If you really need to, you can explicitly instantiate templates so they can be split in header & source files. That would go something like this:

/* Header */
#pragma once

#include <utility>

// Reduce trailing return type mess a little
template <class T>
using SampleCovResultType = decltype(((std::declval<T const &>().rowwise()
      - std::declval<T const &>().colwise().mean()).matrix().transpose()
    * (std::declval<T const &>().rowwise()
      - std::declval<T const &>().colwise().mean()).matrix())
  / (std::declval<T const &>().rows() - 1));

template <typename T>
auto SampleCov (T const & x) -> SampleCovResultType<T>;

// Explicit template declaration
extern template
auto SampleCov<Eigen::MatrixXd> (Eigen::MatrixXd const & x)
    -> SampleCovResultType<Eigen::MatrixXd>;

/* Source */
#include "SampleCov.h"

template <class T>
auto SampleCov (T const & x) -> SampleCovResultType<T> {
  auto const x_mean = x.colwise().mean();
  return ((x.rowwise() - x_mean).matrix().transpose()
    * (x.rowwise() - x_mean).matrix()) / (x.rows() - 1);
}

// Explicit template definition
template
auto SampleCov<Eigen::MatrixXd> (Eigen::MatrixXd const & x)
    -> SampleCovResultType<Eigen::MatrixXd>;

I don't think you can get away with using only auto as the return type. Since the function definition is put into a separate source file, the compiler can't see the function body, so it has no way to deduce the return type when you call the function. So you have to use a trailing return type.
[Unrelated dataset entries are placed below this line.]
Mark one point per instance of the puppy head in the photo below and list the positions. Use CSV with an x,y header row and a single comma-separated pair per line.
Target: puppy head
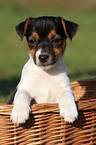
x,y
46,38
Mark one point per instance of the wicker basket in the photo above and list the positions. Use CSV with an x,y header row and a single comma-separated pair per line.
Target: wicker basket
x,y
46,127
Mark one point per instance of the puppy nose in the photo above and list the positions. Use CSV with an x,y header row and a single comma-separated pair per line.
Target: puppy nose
x,y
43,58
Note the following though:

An explicit instantiation declaration (an extern template) prevents implicit instantiations: the code that would otherwise cause an implicit instantiation has to use the explicit instantiation definition provided somewhere else in the program.
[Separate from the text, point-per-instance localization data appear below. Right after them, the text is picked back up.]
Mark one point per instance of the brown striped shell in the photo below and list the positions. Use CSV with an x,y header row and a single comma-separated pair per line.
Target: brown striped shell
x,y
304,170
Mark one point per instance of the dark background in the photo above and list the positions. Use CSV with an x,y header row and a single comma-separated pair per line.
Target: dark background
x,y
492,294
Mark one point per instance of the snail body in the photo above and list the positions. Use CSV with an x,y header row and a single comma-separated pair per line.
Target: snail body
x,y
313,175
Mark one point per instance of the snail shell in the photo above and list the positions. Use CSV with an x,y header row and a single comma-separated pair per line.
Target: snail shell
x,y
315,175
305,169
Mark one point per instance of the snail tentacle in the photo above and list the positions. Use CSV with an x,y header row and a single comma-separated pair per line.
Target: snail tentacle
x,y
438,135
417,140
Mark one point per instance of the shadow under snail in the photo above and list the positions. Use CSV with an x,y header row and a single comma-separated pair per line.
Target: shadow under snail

I.e. if you try to call SampleCov with a type T for which you did not explicitly instantiate SampleCov, compilation will fail.

Note: All of the above code is untested. Chance of typos is high :).

Edits:

Fixing missing template argument.
Removed remark about calling matrix(). I wondered whether it evaluated the expression, which you don't want it to do. AFAIK, it does not, based on e.g. ArrayBase's documentation.
Added info about explicit instantiation.